Introducing - Better Summarizer GPT
An LLM summarization technique - chain of density - that generates concept dense summaries
Improve a common task for those using ChatGPT for the first time at work or in school.
Harness the power of the latest AI research (arxiv.org Sept '23) with an advanced summarizer. Utilizing the Chain of Density approach, this custom GPT produces high-quality summaries that pack more information into fewer words without losing clarity or coherence.
Using Better Summarizer
First, Click here to Launch
Next we’ll go to the Wikipedia entry for William Shakespeare and copy the main article so we can paste it into ChatGPT in a bit. (feel free to use your own content as you follow along)
Paste in the entire article. This will start the process. It should give you output that looks something like below.
As with all generative AI, your milage may vary with zero-shot or in this case few shot through the inferred loop.
Essentially, it starts by generating an initial baseline summary.
Then, it analyzes that summary to identify any critical pieces of information that are still missing – “entities”. Armed with that knowledge gap, it generates a new, more comprehensive summary incorporating those missing bits.
This process repeats 3-5 times, with each new summary cycle building upon and refining the previous one until you're left with a rich, distilled final summary capturing all the salient points. It's like Better Summarizer is continually cross-checking its own work, pinpointing holes, and patching them up.

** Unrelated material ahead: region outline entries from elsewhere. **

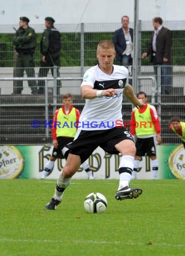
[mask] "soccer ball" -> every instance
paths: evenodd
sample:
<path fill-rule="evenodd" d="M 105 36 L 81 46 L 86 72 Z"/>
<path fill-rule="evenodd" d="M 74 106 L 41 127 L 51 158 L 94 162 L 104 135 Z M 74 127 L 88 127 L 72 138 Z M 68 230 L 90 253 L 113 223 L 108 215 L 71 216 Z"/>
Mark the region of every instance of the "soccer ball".
<path fill-rule="evenodd" d="M 93 192 L 86 196 L 84 204 L 85 209 L 88 212 L 100 213 L 106 211 L 107 206 L 107 200 L 102 194 Z"/>

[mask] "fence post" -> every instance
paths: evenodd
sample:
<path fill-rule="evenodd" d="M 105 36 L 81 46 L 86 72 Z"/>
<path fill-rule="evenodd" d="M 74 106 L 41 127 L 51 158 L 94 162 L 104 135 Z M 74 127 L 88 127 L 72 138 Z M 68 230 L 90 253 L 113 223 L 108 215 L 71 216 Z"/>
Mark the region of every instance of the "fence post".
<path fill-rule="evenodd" d="M 48 81 L 46 81 L 45 82 L 45 120 L 46 120 L 48 122 L 49 120 L 48 117 Z M 49 131 L 48 126 L 47 125 L 46 128 L 45 128 L 45 122 L 44 122 L 44 129 L 45 129 L 45 136 L 48 140 L 49 137 Z M 48 140 L 47 141 L 48 141 Z"/>

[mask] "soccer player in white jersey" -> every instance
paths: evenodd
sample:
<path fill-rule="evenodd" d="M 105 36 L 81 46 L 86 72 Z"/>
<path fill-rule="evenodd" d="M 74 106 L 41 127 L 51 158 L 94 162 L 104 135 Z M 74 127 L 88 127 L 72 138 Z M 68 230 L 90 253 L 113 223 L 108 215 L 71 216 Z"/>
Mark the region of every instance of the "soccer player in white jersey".
<path fill-rule="evenodd" d="M 113 65 L 115 56 L 114 45 L 110 41 L 104 40 L 98 44 L 97 57 L 99 64 L 86 71 L 81 85 L 86 103 L 78 131 L 74 141 L 63 148 L 66 163 L 57 180 L 53 197 L 45 207 L 46 210 L 56 209 L 72 176 L 98 146 L 109 154 L 122 154 L 115 199 L 120 201 L 137 198 L 142 192 L 141 189 L 129 187 L 136 149 L 132 137 L 123 125 L 123 95 L 137 108 L 145 104 L 137 99 L 128 84 L 127 69 Z"/>

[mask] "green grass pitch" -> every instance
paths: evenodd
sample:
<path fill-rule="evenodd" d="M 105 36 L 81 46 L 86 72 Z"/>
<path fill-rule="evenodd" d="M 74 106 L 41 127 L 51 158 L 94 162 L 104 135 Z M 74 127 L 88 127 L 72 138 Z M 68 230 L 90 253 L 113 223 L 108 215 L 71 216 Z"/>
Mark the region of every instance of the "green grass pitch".
<path fill-rule="evenodd" d="M 118 183 L 73 180 L 57 209 L 47 211 L 56 181 L 0 180 L 1 256 L 185 255 L 185 181 L 132 181 L 143 194 L 121 202 Z M 105 212 L 85 211 L 92 192 L 106 196 Z"/>

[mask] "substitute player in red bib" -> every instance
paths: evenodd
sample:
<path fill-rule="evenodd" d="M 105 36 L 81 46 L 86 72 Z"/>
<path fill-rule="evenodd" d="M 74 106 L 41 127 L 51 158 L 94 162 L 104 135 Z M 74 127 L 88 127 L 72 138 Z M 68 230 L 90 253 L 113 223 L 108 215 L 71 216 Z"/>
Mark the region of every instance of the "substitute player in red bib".
<path fill-rule="evenodd" d="M 138 100 L 128 84 L 128 72 L 124 66 L 113 65 L 115 51 L 113 44 L 107 40 L 100 42 L 97 57 L 99 64 L 84 74 L 81 85 L 82 97 L 86 99 L 74 141 L 64 147 L 66 163 L 58 178 L 53 197 L 46 210 L 55 210 L 71 177 L 97 147 L 109 154 L 122 154 L 119 166 L 119 184 L 117 200 L 134 199 L 141 193 L 141 189 L 131 189 L 131 179 L 136 147 L 133 138 L 117 120 L 122 120 L 123 94 L 137 107 L 145 104 Z"/>
<path fill-rule="evenodd" d="M 132 136 L 136 135 L 137 137 L 136 142 L 137 151 L 132 178 L 136 179 L 140 158 L 146 154 L 152 159 L 152 178 L 156 179 L 158 172 L 158 160 L 156 145 L 157 141 L 158 144 L 162 142 L 159 120 L 155 107 L 147 104 L 146 93 L 140 92 L 137 97 L 142 101 L 145 105 L 139 109 L 134 108 L 132 112 L 130 132 Z"/>
<path fill-rule="evenodd" d="M 44 167 L 41 179 L 45 179 L 51 173 L 57 158 L 64 158 L 62 149 L 64 145 L 73 141 L 76 134 L 77 124 L 75 125 L 75 123 L 79 121 L 80 114 L 79 110 L 71 105 L 72 101 L 71 94 L 65 94 L 62 97 L 64 105 L 54 114 L 52 128 L 54 147 L 51 158 Z M 86 172 L 88 179 L 92 180 L 92 172 L 89 165 L 85 162 L 82 163 L 82 168 Z"/>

You can review the full chat here.
Give it a try and give the GPT a rating.
Remember after you use a GPT at least once, you can always get to it again by using the ‘@’ sign in any chat within ChatGPT.

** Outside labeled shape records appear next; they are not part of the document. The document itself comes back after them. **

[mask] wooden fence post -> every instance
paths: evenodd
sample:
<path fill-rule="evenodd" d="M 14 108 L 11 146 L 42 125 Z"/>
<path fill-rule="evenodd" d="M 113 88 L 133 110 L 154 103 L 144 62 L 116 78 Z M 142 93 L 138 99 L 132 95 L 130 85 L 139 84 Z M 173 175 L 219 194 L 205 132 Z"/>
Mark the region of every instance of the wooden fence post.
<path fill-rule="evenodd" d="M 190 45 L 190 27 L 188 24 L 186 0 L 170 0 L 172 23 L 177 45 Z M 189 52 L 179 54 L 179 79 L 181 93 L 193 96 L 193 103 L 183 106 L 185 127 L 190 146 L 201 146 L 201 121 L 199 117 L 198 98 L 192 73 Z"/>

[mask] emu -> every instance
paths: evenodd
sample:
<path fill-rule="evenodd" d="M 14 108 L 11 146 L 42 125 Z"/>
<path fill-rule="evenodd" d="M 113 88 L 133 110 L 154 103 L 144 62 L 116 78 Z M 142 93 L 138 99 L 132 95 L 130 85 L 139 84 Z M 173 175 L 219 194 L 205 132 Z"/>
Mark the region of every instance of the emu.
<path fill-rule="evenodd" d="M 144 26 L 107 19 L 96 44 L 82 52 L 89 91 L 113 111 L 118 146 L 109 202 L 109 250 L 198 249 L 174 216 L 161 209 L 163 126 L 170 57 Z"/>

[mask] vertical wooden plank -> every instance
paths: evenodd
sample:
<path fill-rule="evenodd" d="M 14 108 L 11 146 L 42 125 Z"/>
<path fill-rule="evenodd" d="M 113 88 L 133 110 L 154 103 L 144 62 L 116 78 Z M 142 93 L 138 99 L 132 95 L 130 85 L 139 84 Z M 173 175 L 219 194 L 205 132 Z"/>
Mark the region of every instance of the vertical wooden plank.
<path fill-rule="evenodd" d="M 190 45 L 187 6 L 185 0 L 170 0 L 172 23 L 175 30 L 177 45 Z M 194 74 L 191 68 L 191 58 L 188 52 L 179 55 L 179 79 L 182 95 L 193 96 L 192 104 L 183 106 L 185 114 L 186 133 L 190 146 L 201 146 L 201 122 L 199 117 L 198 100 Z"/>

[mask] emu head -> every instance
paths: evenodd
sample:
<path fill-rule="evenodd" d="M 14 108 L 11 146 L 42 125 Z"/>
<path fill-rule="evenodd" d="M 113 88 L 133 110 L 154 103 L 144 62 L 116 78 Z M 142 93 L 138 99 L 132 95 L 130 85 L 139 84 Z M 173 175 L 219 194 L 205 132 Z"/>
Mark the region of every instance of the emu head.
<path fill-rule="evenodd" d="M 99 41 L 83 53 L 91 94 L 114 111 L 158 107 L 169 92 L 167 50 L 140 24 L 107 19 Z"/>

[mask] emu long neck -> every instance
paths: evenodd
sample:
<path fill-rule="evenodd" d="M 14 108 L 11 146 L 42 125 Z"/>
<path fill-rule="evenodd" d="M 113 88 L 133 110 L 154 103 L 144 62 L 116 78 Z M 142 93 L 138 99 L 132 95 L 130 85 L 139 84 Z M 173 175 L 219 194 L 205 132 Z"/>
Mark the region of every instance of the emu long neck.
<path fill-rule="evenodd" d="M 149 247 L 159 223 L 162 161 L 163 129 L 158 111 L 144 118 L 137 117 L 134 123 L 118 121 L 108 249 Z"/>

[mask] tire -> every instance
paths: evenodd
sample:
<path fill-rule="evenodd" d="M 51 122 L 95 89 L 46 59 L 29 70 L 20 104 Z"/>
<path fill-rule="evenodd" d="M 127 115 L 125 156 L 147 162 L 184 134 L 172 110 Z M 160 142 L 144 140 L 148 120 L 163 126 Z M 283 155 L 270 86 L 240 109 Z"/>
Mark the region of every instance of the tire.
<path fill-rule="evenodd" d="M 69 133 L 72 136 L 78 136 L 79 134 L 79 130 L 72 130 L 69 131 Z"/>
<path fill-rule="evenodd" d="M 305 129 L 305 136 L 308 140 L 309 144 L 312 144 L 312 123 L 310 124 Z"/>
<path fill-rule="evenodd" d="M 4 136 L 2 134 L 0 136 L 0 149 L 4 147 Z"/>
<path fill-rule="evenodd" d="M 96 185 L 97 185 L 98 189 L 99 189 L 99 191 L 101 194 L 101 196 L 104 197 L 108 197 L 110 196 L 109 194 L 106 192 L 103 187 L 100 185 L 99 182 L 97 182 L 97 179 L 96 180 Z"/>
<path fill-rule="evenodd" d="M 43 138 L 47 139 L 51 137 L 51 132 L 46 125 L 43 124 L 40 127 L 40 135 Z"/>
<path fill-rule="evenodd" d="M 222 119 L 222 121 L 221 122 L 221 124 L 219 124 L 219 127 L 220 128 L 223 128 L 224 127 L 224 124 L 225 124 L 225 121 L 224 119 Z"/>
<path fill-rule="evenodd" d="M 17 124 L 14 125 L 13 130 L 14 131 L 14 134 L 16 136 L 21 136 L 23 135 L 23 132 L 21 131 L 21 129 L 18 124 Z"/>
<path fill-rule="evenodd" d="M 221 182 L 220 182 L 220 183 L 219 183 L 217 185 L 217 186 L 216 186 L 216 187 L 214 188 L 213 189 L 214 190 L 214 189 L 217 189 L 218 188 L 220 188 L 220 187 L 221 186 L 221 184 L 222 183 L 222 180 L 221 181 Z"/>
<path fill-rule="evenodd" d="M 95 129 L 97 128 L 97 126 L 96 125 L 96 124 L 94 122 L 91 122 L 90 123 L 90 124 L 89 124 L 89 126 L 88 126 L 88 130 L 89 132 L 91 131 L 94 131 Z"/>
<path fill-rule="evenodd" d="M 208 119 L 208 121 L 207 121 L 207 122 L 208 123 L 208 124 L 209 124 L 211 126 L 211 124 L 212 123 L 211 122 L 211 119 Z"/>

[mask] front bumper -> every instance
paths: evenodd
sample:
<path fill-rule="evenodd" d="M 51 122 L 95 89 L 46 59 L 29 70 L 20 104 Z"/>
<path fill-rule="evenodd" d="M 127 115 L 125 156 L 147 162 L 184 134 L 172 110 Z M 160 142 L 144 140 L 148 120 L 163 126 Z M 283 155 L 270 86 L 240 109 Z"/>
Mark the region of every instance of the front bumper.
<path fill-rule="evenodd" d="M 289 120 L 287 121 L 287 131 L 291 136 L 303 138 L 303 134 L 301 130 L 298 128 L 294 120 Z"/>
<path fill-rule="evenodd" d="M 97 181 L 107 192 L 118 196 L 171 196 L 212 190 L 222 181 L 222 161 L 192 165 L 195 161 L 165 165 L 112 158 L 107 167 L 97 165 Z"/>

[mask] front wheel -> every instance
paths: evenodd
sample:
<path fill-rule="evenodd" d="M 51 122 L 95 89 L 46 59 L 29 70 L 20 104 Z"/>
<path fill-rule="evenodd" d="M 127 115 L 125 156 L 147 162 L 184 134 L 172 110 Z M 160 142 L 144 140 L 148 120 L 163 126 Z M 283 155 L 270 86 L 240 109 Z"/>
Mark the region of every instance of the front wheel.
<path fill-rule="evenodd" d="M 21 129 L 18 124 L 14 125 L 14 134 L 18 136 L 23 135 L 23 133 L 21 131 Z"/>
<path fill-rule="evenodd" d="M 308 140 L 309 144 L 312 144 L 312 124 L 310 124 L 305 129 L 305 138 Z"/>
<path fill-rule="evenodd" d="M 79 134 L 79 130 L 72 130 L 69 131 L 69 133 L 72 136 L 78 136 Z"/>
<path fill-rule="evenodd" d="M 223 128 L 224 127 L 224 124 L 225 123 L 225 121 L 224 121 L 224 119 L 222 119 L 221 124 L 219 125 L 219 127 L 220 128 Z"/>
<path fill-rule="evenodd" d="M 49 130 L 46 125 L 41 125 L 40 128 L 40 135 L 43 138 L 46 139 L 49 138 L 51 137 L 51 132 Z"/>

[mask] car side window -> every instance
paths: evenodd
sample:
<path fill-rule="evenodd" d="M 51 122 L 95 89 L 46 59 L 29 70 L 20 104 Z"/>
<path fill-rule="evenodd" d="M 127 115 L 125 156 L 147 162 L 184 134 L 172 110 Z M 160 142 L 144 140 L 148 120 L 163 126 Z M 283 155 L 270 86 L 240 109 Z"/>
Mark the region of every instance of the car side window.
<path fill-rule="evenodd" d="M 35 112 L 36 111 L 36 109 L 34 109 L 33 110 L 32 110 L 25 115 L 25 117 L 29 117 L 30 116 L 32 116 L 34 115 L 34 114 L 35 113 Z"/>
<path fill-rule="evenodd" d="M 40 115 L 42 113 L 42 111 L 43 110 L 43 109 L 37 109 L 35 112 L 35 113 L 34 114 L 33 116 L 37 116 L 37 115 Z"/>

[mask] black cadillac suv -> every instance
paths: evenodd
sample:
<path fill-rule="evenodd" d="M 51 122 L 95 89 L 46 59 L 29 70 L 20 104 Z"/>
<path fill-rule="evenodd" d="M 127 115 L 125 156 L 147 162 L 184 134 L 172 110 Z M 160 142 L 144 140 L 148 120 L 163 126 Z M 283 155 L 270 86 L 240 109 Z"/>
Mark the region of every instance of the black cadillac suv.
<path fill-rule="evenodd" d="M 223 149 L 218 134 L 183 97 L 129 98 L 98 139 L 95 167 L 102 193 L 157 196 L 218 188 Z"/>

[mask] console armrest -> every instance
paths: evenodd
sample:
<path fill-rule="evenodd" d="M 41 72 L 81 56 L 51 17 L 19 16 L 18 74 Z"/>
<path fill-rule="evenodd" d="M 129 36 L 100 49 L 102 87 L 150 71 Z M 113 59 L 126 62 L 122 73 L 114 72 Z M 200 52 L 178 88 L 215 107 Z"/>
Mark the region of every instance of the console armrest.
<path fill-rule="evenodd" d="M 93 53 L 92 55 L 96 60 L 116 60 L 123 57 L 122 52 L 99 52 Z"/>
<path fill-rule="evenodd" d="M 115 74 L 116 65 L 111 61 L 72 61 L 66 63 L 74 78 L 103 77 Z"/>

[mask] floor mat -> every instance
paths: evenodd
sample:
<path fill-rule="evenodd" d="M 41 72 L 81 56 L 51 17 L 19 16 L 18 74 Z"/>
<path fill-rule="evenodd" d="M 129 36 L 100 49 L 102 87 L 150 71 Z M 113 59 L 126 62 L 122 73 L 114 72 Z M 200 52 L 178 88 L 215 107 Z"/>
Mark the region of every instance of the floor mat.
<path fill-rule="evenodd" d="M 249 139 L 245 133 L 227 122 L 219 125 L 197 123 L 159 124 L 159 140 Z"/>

Notes for prompt engineering
Builds on aspects of reflextion and chain of thought
Slightly agentic - since a model can read every token it has already written, it is possible for the model use that as a feedback loop between the initial and nth summary.
Limitation for agentic behavior - this use case works since the output is short and thus the model - mostly - provides its own feedback loop within the output token maximum.
Adding context makes the loop more powerful - do you want a summary of Shakespeare’s life or his literary works? or for the model to focus on his personal life?
It would be interesting to research and compare how much denser and better the end summary would be if the feedback loop was multi agent based.